Lit-up fishing boats seen from space – Source: NASA Earth Observatory

Why Are Moratoriums Necessary?

Fishing vessels light up the night skies with a green glow of lights to attract plankton and squid. The emerald green glow is often captured in satellite images and it paints a clear picture of how vast the fishing industry is. What isn’t instantly clear from these satellite images is how in need of restoration our ocean populations are due to overfishing and pollution. For years, the maritime industry has struggled to shine a light on vessels that choose to turn off their AIS transponder and ‘go dark.” These dark vessels often have ties to illicit and illegal activities that range from human trafficking to illegal fishing.
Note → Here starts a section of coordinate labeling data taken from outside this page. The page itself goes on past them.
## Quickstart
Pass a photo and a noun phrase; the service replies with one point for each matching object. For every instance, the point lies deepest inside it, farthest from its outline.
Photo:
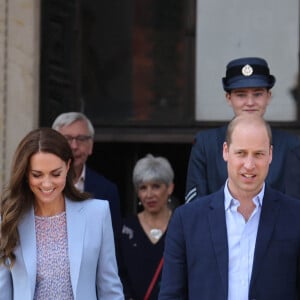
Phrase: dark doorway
(128, 65)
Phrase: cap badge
(247, 70)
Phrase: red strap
(154, 279)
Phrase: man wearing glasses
(79, 132)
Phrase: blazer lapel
(269, 213)
(28, 246)
(217, 224)
(75, 228)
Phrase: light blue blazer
(93, 268)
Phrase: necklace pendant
(155, 233)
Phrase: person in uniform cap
(247, 87)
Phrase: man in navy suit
(79, 132)
(247, 85)
(241, 242)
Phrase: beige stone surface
(19, 87)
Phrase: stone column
(19, 76)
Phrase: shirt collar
(258, 199)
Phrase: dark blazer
(196, 250)
(207, 171)
(102, 188)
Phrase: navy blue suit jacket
(196, 250)
(207, 171)
(102, 188)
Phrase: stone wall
(19, 76)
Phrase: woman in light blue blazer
(55, 242)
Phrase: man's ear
(225, 151)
One fishing activity at the center of the dark vessel controversy is squid fishing. The trade commodity is highly prized and in high demand around the world. Chinese fishing vessel operators are eager to meet this demand and account for about 70 percent of the global catch of giant squid. So eager, in fact, that the stock of squid in the oceans is in need of replenishment and is the subject of ecosystem restoration.
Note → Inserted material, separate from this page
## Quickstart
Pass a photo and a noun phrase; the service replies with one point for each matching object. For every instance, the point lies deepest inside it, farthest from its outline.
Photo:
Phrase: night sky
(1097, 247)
Protecting Fish Populations

To protect fish populations in the future, fishing moratoriums have been put in place and tighter sanctions have been levied on fishing vessels found breaking this moratorium. Yet, there is speculation that these sanctions and moratoriums are being broken and going dark is linked to this activity. Dark vessels contribute significantly to overfishing and illegal fishing ventures that have wiped out ocean ecosystems. Both fishing vessels and reefers, refrigerated cargo ships often used for transshipping, can selectively turn off their AIS transponders, accomplish an illegal task and turn it back on again. Vessel operators cite competition as a reason for turning off their AIS transponders, but this activity has a long history of unscrupulous activities.
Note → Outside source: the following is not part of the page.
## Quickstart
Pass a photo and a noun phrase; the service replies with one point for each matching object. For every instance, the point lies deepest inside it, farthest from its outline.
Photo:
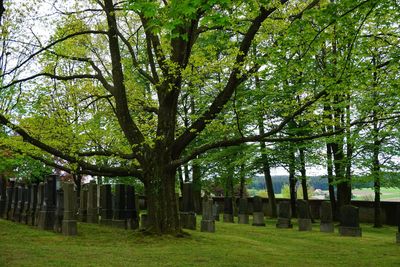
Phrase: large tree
(102, 96)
Squid fleet route between the Pacific Ocean and South Atlantic Ocean. © Global Fishing Watch

Squid fleet route between the Pacific Ocean and South Atlantic Ocean. © Global Fishing Watch

Building More Sustainable Industries by Focusing on the Largest Fleets

Given the long history of illegal activities, regulations for China’s massive fishing fleets were significantly changed this year. These changes include tougher penalties for both captains and companies caught fishing in an area that is under a fishing moratorium. There are also new revisions to the Distant-Water Fishing Management Regulations, new Management Measures for High Seas Squid Fishery, and a new Rule for High Seas Transshipment in addition to changes in the Administrative Measures of the Vessel Monitoring System. The hope is that these revisions and stricter penalties will decrease illegal activities and promote sustainable practices.

Is It Working?

We gathered our AIS data to check in on Chinese fishing fleets in the southwest Atlantic Ocean to see what the vessel traffic looked like. This stretch of ocean is a squid spawning ground. Here’s what we found:

Chart 1

Chart 1 shows the number of fishing vessels in the southwest Atlantic Ocean (32°S – 44°S, 48°W – 60°W) separated by flag, tracking Chinese, Indian, and Vietnamese vessels.

Chart 2

Chart 2 shows the sharp decrease in Chinese fishing vessels in the southwest Atlantic Ocean from July – September which is the squid fishing moratorium. This chart indicates that Chinese fishing vessels are adhering to the moratorium.

Chart 3

Chart 3 is taken during phase 2 of the moratorium in similar spawning grounds in the high seas of the East Pacific Ocean between (5°N-5°S, 110°W-95°W) from September 1 to November 30.

Chart 4

Chart 4 again shows the sharp decline of Chinese fishing vessels in a moratorium area, indicating that the new sanctions and moratoriums are being adhered to and might have a greater impact on ocean restoration in the future.

It’s a start

More sanctions and moratoriums are being encouraged and enforced to promote global, sustainable fishing practices. AIS data is a great way to demonstrate that these practices are being respected. The above charts indicate the moratorium is being respected by Chinese vessels and we have seen little evidence of large amounts of dark vessels in the area during the moratorium, but our engineers will dig deeper into where the vessels went once the Moratorium started, and we will report back on this soon.